Clearly my dynamic SQL method of splitting strings is fantastically fast, and this is completely true. It is fantastic – a thing of fantasy. It’s actually really awful.
You see, as I mentioned earlier, SQL Server isn’t particularly good at string manipulation. So much so that creating this piece of dynamic SQL is very costly, won’t scale, and should never be implemented in a real environment. You can have a look at it to verify what I’m saying, but if you try to do this on a large set of data, you will very quickly find out just how poor it is.
To test it, created a table called table_of_strings (string varchar(1000)) and populated it with those four strings. I then doubled its size ten times using:
1 2 3 |
insert dbo.table_of_strings select * from dbo.table_of_strings go 10 |
Using the table of numbers to split the strings involved over 12,000 logical reads, but the elapsed time showed 289 milliseconds to provide the 13312 rows of results.

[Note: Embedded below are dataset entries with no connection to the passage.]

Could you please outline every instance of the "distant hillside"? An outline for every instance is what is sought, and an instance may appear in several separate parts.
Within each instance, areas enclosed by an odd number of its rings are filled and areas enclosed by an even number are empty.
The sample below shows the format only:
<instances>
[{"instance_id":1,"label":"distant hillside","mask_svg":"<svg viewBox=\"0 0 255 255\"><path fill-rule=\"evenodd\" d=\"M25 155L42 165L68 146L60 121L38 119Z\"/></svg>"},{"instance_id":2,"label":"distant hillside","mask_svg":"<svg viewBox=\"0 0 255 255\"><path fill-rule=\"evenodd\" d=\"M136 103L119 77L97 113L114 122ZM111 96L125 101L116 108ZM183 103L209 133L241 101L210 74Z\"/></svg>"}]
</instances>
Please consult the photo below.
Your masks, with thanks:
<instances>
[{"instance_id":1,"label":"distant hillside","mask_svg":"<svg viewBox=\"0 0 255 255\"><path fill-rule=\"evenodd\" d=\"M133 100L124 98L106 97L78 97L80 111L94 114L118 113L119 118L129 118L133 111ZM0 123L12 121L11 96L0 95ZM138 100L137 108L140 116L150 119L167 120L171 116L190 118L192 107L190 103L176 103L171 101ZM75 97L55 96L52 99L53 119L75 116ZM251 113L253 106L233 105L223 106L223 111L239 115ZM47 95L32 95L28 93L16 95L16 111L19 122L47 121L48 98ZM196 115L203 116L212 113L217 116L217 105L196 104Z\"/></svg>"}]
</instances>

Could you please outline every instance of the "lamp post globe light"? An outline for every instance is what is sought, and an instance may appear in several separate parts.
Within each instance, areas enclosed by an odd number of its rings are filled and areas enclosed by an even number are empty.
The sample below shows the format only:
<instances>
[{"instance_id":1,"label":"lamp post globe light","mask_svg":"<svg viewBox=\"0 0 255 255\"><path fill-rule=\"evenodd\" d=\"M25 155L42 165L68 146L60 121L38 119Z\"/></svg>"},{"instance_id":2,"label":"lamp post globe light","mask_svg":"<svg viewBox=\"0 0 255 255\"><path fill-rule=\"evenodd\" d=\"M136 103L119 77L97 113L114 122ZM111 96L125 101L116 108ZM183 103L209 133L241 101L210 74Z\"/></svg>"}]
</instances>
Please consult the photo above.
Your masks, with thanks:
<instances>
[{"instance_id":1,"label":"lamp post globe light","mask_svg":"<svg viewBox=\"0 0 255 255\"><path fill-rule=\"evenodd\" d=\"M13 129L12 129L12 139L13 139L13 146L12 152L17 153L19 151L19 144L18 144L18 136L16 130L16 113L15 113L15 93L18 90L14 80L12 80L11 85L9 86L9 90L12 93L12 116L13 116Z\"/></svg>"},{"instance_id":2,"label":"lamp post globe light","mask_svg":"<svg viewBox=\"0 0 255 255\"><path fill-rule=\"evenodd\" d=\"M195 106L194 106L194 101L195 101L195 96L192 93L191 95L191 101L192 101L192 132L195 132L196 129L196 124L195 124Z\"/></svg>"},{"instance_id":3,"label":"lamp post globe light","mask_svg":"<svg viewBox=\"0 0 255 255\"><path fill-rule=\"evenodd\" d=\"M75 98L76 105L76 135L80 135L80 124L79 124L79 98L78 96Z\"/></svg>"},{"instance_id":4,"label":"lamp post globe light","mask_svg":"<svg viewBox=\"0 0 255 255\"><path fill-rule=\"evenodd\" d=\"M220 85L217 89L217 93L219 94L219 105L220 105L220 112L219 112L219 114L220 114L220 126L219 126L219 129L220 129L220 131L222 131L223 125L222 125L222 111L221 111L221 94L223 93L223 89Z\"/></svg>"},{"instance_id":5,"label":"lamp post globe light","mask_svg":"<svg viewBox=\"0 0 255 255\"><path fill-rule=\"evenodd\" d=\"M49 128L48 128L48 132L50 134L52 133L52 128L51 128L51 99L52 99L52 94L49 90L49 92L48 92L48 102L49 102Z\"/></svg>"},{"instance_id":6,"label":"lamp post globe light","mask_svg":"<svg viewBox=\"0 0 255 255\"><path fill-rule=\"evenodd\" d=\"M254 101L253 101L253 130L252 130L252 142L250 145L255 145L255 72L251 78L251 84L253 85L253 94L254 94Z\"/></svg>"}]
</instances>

The dynamic SQL method used a total of just 26 logical reads, but took 34 seconds to run on my (old) machine.
I’m not suggesting you ignore the I/O-based cost of execution plans, but you should most definitely consider more than just that – particularly as Solid State storage becomes more and more commonplace.
This Post Has 6 Comments
Bummer! I was going to do a "Bad habits to kick : ignoring I/O" post for tomorrow, but my ideas were pretty much identical to yours. Kudos.
You should still write it though.
I’d give SET STATISTICS TIME ON a shout out too. I’ve found my own fair share of instances where a query that appears to run acceptably time-wise and I/O wise may be over utilizing CPU.
Yup, you’re really right. I abandoned my original idea though, and published a more broad "bad habits" type of I/O post.
I’d run profiler to get the correct reads for your second method.
i’ve seen STATS IO get totally screwed up when doing string manipulations.
i have a query where the STATS IO show 30k reads while profiler shows 500k reads.
Yes, I demonstrated that in my sqlbits.com talk, where a Compute Scalar had lots of hidden reads. stats io showed just 2 reads, when there were many in Profiler.
But the problem with this query is the intense CPU needed. There are some hidden I/O costs, but that’s a small impact compared to the CPU.